US president announces $8.3bn in loan guarantees for construction of first nuclear reactors in almost 30 years
Suzanne Goldenberg, US environment correspondent
guardian.co.uk, Tuesday 16 February 2010 18.20 GMT
Barack Obama pressed the start button on the first new construction of nuclear reactors in a generation today, announcing $8.3bn in loan guarantees for the company building two.
Obama, in a visit to a job training centre in Maryland, said the loan guarantees to the energy giant, Southern Company, would help launch the first wave of construction of new reactors in nearly 30 years as well as advance his energy and climate agenda.
"Even though we have not broken ground on a new nuclear plant in nearly 30 years, nuclear energy remains our largest source of fuel that produces no carbon emissions," he said. "To meet our growing energy needs and prevent the worst consequences of climate change, we'll need to increase our supply of nuclear power. It's that simple."
The loans would commit the US government to repaying Southern's loans if the company defaults. The guarantees cover some 70% of the estimated $8.8bn cost of building the two new reactors at the company's Vogtle plant, which is east of Atlanta.
White House officials said today's announcement reinforced Obama's pledge in his state of the union address last month to expand America's use of nuclear energy and to open up offshore drilling.
Obama has also asked Congress in his budget request to triple loan guarantees for the nuclear industry to $54bn from the current $18.5bn.
Obama's pledge to the nuclear industry was seen as part of a strategy to win Republican support for a climate and energy bill that has stalled in the Senate. Expanding America's reliance on nuclear power – which currently supplies about 20% of electricity – is one of the few elements of Obama's energy and climate agenda to win broad-based support.
A number of Republican senators have demanded Obama help fund the construction of 100 new nuclear plants over the next decade.
Lindsey Graham, the Republican who is working closely with Democrats to draft a compromise cap and trade bill, is also on board with a greater role for nuclear power. His state, South Carolina, gets nearly half of its electricity from nuclear power.
But the subsidies for the nuclear industry have made some senators as well as environmental organisations uneasy. "It's a heck of a lot of money," said the Vermont senator, Bernie Sanders, who is an independent. "The construction of new nuclear plants may well be the most expensive way to go."
The administration is also stuck on a solution for nuclear waste, after shutting down plans to bury the waste in the Yucca Mountain range in Nevada. The administration last month set up a panel to recommend new waste disposal solution.
Obama acknowledged those controversies today, saying: "There will be those who welcome this announcement, and those who strongly disagree with it. The same has been true in other areas of our energy debate, from offshore drilling to putting a price on carbon pollution. But what I want to emphasise is this: even when we have differences, we cannot allow those differences to prevent us from making progress. On an issue which affects our economy, our security, and the future of our planet, we cannot continue to be mired in the same old debates between left and right; between environmentalists and entrepreneurs."

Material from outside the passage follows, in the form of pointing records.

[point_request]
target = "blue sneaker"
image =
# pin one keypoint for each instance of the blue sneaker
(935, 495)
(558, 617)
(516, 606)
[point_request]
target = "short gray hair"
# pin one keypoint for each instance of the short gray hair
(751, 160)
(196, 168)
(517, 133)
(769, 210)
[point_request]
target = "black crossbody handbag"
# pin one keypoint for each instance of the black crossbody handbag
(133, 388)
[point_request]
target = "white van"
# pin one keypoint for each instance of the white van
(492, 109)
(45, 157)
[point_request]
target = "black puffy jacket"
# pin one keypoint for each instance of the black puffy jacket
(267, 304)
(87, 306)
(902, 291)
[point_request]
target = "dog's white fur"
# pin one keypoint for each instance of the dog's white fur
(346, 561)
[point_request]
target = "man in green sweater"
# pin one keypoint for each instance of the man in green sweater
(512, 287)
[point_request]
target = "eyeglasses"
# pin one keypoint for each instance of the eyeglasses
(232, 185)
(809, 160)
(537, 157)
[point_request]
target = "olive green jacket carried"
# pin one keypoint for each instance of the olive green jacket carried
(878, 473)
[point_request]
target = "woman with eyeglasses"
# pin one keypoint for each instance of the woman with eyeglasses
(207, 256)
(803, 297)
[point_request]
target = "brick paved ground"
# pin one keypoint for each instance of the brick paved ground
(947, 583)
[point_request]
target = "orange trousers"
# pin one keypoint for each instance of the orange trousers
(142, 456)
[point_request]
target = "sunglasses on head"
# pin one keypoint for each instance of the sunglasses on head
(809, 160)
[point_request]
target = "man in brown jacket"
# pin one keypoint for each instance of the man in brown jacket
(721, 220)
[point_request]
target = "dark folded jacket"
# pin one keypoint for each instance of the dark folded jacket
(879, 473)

The Southern projects must still win licensing approval.
White House officials said the new reactors could come on line by 2016 or 2017, and would generate 2.2GW. Construction alone would create 3,500 jobs, and the plant itself would create 800 operations jobs.
The loan guarantees announced today are the first of some $18.5bn in funding originally approved by Congress in 2005.
Steven Chu, the energy secretary, said the loans were the first of "at least half a dozen, probably more" loans for new nuclear reactor construction. "We have a lot of projects in the pipeline", he told reporters, but did not indicate a time for further announcements.
The Southern reactors are to be built with the new Westinghouse AP1000 design, which Chu said was safer and more economical than the older generation of reactors. "If you lose control, it will not melt down," he said. "Three Mile Island was a partial melt down. It was serious, but on the other hand the containment vessel held."
Chu also disputed a report from the Congressional Budget Office that put the risk of default on loans to the nuclear industry as high as 50%. "We are looking at ways to increase ways of building these projects on time and on budget," he said.